Optimal threshold: 0.21052631578947367
Minimum cost: $ 13.069999999999999

Optimum Threshold

In this example, the optimum threshold is 0.21 (which is pretty far from the default threshold of 0.50), resulting in average cost of \$13 per customer. Compare it with the cost if we pay the full customer acquisition cost, which is in the right-most point in the chart above (when the threshold is equal to 1; this is also what we’d get if we use the dummy classifier, which will classify everyone as “not going to churn”):

avg_costs.iloc[-1]

Output:

18.5

The cost is \$18.5. The cost at the optimum threshold (\$13) is about 30% lower than this. To put it another way: by applying this machine learning model, the company could significantly reduce costs that it need to pay to maintain the number of customers.

Impact of Changing $f$

Let’s enrich our analysis by seeing what’s the impact of the retention cost fraction ($f$) to the choice of optimum threshold.
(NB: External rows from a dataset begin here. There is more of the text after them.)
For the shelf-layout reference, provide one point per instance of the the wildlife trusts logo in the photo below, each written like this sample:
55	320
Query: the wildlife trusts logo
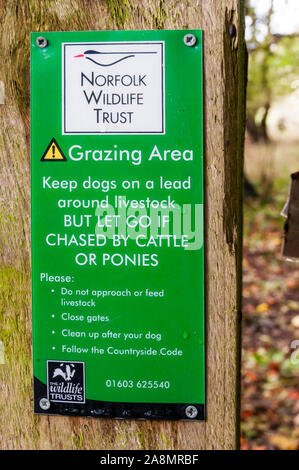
66	381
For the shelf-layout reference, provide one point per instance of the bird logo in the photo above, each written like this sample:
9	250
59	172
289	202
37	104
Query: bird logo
92	55
100	58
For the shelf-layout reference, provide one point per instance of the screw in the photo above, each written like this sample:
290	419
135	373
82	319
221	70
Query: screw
232	30
41	42
191	411
190	40
44	404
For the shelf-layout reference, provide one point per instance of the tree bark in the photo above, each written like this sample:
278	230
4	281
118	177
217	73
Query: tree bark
224	91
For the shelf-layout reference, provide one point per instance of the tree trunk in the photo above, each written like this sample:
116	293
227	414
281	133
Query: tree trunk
224	91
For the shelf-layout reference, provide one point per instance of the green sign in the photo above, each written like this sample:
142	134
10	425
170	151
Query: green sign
117	224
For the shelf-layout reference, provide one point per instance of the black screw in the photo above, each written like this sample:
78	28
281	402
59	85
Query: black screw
41	42
189	40
232	31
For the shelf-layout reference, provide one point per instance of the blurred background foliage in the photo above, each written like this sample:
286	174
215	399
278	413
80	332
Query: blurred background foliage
270	398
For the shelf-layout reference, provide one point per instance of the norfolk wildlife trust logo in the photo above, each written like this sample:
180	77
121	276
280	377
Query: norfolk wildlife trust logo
113	88
66	381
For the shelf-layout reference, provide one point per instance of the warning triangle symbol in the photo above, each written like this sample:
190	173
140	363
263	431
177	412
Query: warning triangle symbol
53	153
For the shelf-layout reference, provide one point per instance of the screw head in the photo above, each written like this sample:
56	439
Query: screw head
190	40
41	42
44	404
191	411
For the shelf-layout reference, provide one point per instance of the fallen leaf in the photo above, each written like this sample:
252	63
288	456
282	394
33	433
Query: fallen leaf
262	307
283	442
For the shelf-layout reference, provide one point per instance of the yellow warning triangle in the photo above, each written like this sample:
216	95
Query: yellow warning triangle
53	153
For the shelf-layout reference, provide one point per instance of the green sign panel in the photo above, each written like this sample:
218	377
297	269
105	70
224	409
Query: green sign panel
117	224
I’m going to iterate some possible values for $f$ and find the optimum threshold and the corresponding cost at each point.

fractions = pd.Series(np.linspace(0.05, 0.95, 20))

best_thresholds = []
min_costs = []
for f in fractions:
    avg_costs_f = thresholds.apply(lambda threshold: calc_avg_total_cost(
        acquisition_cost_per_customer,
        f,
        y_valid,
        y_valid_pred_prob,
        threshold
    ))

    best_threshold_f = thresholds[avg_costs_f.argmin()]

    best_thresholds.append(best_threshold_f)
    min_costs.append(avg_costs_f.min())

Below is the plot showing the relationship between $f$ and the optimum threshold & cost.

fig, axes = plt.subplots(ncols=2)
fig.set_figwidth(10)
fig.set_figheight(4)

axes[0].plot(fractions, best_thresholds, marker='.')
axes[0].set_ylabel('Optimum Threshold')

axes[1].plot(fractions, min_costs, marker='.')
axes[1].set_ylabel('Optimum Average Cost ($)')

fig.supxlabel('Retention Cost Fraction ($f$)')
plt.tight_layout()

Retention Cost Fraction vs Thresholds

As the retention cost fraction gets closer to 1, the optimum threshold becomes higher. This should not be surprising: as the retention cost per customer increases, false positives become more expensive (i.e. the cost of unnecesarily paying retention cost to non at-risk customers), and so the model becomes more stringent (requiring higher threshold to classify customers as at-risk of churning).

And vice versa: as the retention cost per customer becomes cheaper, the model becomes less stringent. Since the retention cost is so cheap, it might be better to classify most customers as at-risk of churning.

Conclusion

In this post, I have shared how I trained a machine learning model from start to finish: doing EDA, preprocessing the data, training several models, and choosing the best one. Moreover, I have also analyzed the cost-saving impact of applying the model. After doing this exercise, I learned that a machine learning model with only moderately good performance could still significantly reduce company’s costs.

I hope you learn something new today. Cheers!